By Robert G. Chadwick, Jr., Managing Member, Seltzer, Chadwick, Soefje & Ladik, PLLC.

As many employers already know, states and municipalities have recently been at the forefront in enacting legislation to protect the rights of workers. Previous articles on this blog have highlighted new laws governing predictive scheduling, state-specific sexual harassment preventionnon-disclosure agreements, job candidate screening, paid sick time, and other terms and conditions of employment.

So what other legislative initiatives should employers be monitoring?
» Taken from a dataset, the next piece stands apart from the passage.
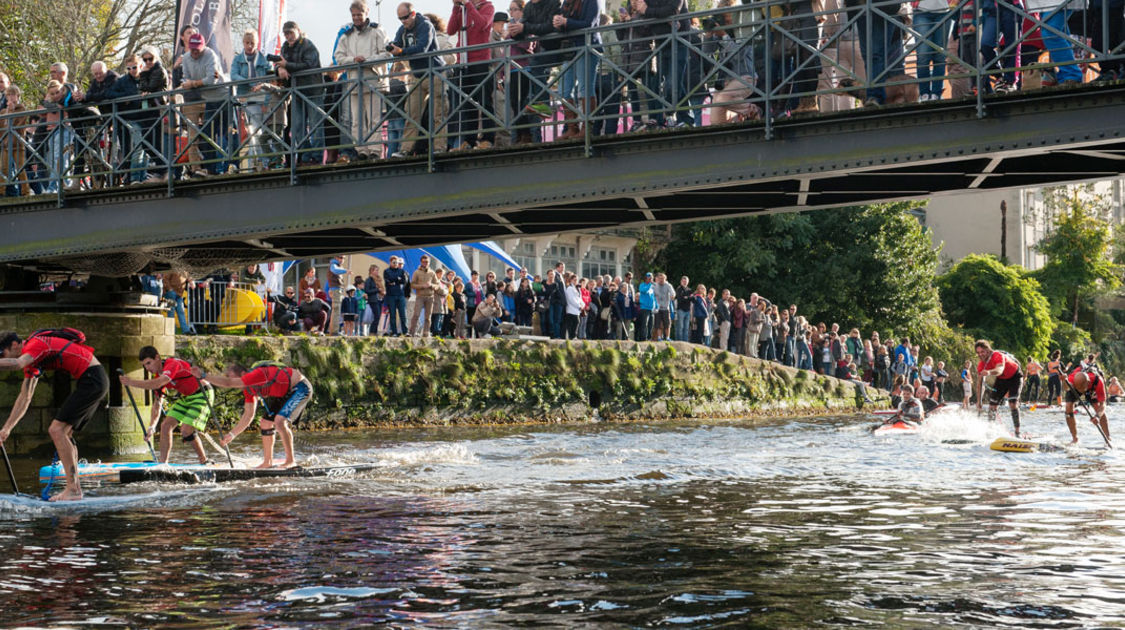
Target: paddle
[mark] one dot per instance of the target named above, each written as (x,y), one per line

Based upon a bill scheduled this week for hearing by the New York City Council, “right to disconnect” initiatives should certainly be on this list.

Under the proposed New York ordinance, it would be unlawful for a covered private employer “to require an employee to access work-related electronic communications outside of such employee’s work hours, not including overtime, except in cases of emergency.” The term “electronic communications” includes “electronic mail, text messages, or other digital means of conveying data electronically.”

Under the proposed ordinance, a covered employer would face a fine of $250 “for each instance of an employee being required to access work-related electronic communications outside of the standard work hours.” For an employee terminated in violation of the proposed ordinance, available remedies include “reinstatement” and “full compensation including wages and benefits lost.”

The proposed ordinance would take effect a mere 120 days after its enactment.

The New York City initiative comes on the heels of “right to disconnect” laws enacted in 2017 in France and Italy.  India is also currently considering a “right to disconnect” law.

Whether or not New York City enacts the proposed ordinance, it is likely states and other municipalities will take notice of the arguments cited in favor of enactment. These arguments include quality of life away from work, which has already been successfully  cited as a reason for predictive scheduling ordinances. Even if New York City does not pass a “right to disconnect” law, another jurisdiction will likely do so.

As previously advised on this blog, compliance and risk management strategies by employers must adapt to the ever-changing legal landscape, especially at the state and local level.  This landscape can change in months, not years. The price of not being diligent in monitoring this landscape may be liability for fines, damages or worse.